Desperate to Learn in Burundi…


“Simon, we can’t send our children back to school this Monday because we have no money to buy the uniform and school book and pencil. We go without food, sanitary towels, everything, but still can’t make it. It’s often the children of parents in ministry who are the first to drop out. Please, please help my team, I beg you!”

Charlotte cried as she pleaded with me – she wasn’t just desperate for herself but for her staff at the life-changing ministry she runs and which GLO supports. And as my three children prepare to start at a beautiful school next Monday with all their needs met, her plea haunts me: “It’s often the children of parents in ministry who are the first to drop out.” 

If you’re a parent, it probably never crossed your mind that your children wouldn’t go to school. What would I not do for my kids? It’s so unfair.

September is the hardest month of the year for folks in Burundi, because it’s back to school for the kids – or not, as the case may be. 

So what do I say to her? I love her, her gospel ministry, her faithful colleagues working for a pittance.

Will you hear Charlotte’s plea through me? One of my roles is as a voice for the voiceless. “Please, please, I beg you!” 

GLO supports 15 local partners in Burundi and that’s about 600 salaries all in. We would love to give £30/$35 to each of these families to help them get their children back to school next Monday morning. (There are an average of six children per family. The price of a couple of coffees per child could make a lifetime of difference, keeping them in school instead of dropping out.) Could you help 1, 3, 5, 10, to make this happen? 

If you want to donate, please click here £ or here $.

Thanks so much!

Simon Guillebaud

PS The summer outreach campaign was amazing yet again. I’ll share more once all the results and stories are in. I also have great news of Theogene, the orphan from Ciya who grew aubergines to pay for school fees and wanted to start a rabbit farming business with his brother. He is going back to school next week too, with your support. I’ll also write more soon on how he is getting on…

3 Comments3417 views


  • Trying to be constructive here…and so I need to be brutally honest with you.
    Please do not be offended.
    I note from your email that there have been 817 views yet no comments? Why is this I wonder?
    I read that “GLO supports 15 local partners in Burundi and that’s about 600 salaries all in ”
    Well, with such a large work force, how come we in your database and as previous givers to the GLO ministry, get so little in the way of news, prayer requests and general information, aside from requests for more money, (usually at the last minute)?
    Linked websites have some good information, but are also stale.
    Can’t some of these people update their websites and /or get regular newsletters emailed out to their prayer partners? If not, why not?
    We remain very interested in this ministry and have previously responded to calls, but frankly, still know very little about Burundi and feel that your ministries here would benefit from better communication to your data base. We would love more information so that we, who firmly believe in the mighty power of prayer, would know how to make specific prayer requests before the throne of grace.

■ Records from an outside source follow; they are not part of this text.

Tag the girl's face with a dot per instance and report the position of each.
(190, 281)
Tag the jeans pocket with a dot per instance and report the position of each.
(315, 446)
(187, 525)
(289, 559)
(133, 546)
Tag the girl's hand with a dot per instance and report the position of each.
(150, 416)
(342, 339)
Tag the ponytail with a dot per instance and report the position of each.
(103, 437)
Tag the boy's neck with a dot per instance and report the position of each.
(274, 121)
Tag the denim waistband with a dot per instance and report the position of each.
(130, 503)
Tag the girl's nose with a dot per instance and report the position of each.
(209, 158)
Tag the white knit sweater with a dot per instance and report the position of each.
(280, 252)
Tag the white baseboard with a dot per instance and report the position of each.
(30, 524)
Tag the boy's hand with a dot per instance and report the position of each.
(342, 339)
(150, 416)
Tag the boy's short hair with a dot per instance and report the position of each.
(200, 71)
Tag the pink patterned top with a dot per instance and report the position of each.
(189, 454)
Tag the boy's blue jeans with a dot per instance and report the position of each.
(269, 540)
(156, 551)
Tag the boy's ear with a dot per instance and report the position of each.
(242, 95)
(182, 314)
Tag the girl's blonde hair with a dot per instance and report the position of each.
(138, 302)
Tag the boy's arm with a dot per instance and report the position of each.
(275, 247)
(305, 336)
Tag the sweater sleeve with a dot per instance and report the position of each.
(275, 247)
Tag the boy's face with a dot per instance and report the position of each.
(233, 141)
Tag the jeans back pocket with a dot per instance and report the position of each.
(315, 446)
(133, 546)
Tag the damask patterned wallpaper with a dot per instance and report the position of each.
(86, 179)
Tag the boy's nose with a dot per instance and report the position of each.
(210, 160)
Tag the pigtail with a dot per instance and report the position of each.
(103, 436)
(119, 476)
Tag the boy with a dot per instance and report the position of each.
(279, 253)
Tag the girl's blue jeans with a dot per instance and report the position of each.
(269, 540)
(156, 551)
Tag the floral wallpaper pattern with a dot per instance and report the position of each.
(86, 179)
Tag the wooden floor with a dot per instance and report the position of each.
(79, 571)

    (Not withstanding the above, we wish to contribute to sending the children back to school., but please do not publish our name for that. We give as unto the Lord who is a Faithful provider of all of our needs.)

  • Dear Stuart and Diana,

    Thanks for your honest feedback.

    Do you get our email prayer newsletters? Are you on the inner circle Warriors list? Basically we have different layers of communication, and the blog isn’t the place I choose to reveal too much, because anyone can access it, but some people opt in for more information. Would you like to be more informed for prayer. A lot of work has gone into the website, but of course can be improved. In fact, we’ve just this month taken on someone for 25hours/week dedicated to improving things. I intentionally don’t ask that regularly, but maybe as you say, you think we ask too often. It’s a tricky one. In any case, I take your honest critique seriously, and as a team we’ll discuss what needs changing.

    Thanks for supporting notwithstanding your frustrations/disappointments, God bless you loads,


  • Hi, Simon & Lizzie,
    I am using this not only to promise support within a few days, but endorse the value of this provision, which I have seen and supported in similar form in Kenya and Nicaragua, and heard of in many other places. The relative cost to us of such a life enhancing boost is small: in our own communities these figures provide perhaps museum or field visits for pupils, but represent a small proportion of the spending on school materials and uniforms. We can afford this!
    May I personally add my thanks for your fellowship and challenge: spiritual, mental and physical (!) during the recent week at Lee Abbey. To receive this encouragement from BOTH of you, and observe your youngsters sharing fully in the youth activities was a real treat. Having missed you in the melee of departure, I now wish (and pray) you well under the Lord’s leading in the months ahead.